Vigie, février 2017

 

 

 

SANS FATIGUER

 

Vigiefévrier2017printemps

 

Un vent tiède a soufflé toute la nuit et chassé le lourd brouillard hivernal qui étouffait la combe. Plus de neige dans les champs jaunes. Peu de nuages dans le ciel bleu pâle où divague une lune encore presque pleine. Le jardin résonne des premières clameurs, et je sors les jumelles pour admirer, dans le prunier encore nu, une troupe de chardonnerets qu’a rejoint un couple de bouvreuils pivoine. Cette apparition, toujours miraculeuse, me déporte de vingt ans en arrière. 

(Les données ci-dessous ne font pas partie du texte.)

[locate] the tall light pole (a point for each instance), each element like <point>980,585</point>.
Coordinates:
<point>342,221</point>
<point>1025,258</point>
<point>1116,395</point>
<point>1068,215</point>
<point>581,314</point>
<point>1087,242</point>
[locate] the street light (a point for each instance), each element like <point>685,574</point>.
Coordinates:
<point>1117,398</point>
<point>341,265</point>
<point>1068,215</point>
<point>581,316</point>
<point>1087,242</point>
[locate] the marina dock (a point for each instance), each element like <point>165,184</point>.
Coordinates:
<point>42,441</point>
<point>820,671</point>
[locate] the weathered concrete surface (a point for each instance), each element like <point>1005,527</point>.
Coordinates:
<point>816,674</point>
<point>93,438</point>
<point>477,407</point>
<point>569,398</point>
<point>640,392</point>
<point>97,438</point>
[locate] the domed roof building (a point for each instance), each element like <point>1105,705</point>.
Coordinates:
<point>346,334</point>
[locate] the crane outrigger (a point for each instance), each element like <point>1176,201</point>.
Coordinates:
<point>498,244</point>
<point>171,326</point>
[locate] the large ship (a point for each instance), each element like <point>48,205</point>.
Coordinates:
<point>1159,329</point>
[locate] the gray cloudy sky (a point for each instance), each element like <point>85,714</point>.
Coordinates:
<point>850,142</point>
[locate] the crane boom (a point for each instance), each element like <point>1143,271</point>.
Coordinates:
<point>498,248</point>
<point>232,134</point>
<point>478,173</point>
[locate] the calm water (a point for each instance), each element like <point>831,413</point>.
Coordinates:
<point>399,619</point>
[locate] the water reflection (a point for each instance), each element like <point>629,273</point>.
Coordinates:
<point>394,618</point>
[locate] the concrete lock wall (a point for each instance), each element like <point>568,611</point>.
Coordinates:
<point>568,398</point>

On pense au passé, on ressasse. Trois images se fixent sur le ciel comme sur un écran : la terrasse en Dordogne sous le grand cerisier en fleurs ; cette autre terrasse du mas camarguais que balayait le vent ; un café parisien dont la grande baie vitrée donnait sur les marronniers en fleurs.

On sent le vent, on sent le vent tourner, on sent le temps changer, battre plus fort et plus vite son tempo. On sait que tout ira plus vite maintenant, qu’on va dévaler de plus en plus rapidement cette pente légère du printemps jusqu’au lac de l’été où l’on se reposera un moment avant de repartir. La première année de collège pour Léo, l’année où Clément apprit à lire, et ce petit printemps du livre seront vite passés. On passe, on passe un coup de chiffon sur la fenêtre et sur les meubles, on fait comme on dit un brin de ménage, on s’affaire, on recommence.

Fatiguant l’éternel recommencement ! Épuisant, les mêmes gestes tout le temps ! Les mêmes mots, les mêmes gens…

Le dire et s’en moquer, comme le fait avec un tel brio Jean Guidoni dans son tout nouveau disque, redire et reprendre par rapport à soi-même une saine distance, c’est peut-être une bonne façon de continuer avec allant, au fond, sans vraiment fatiguer.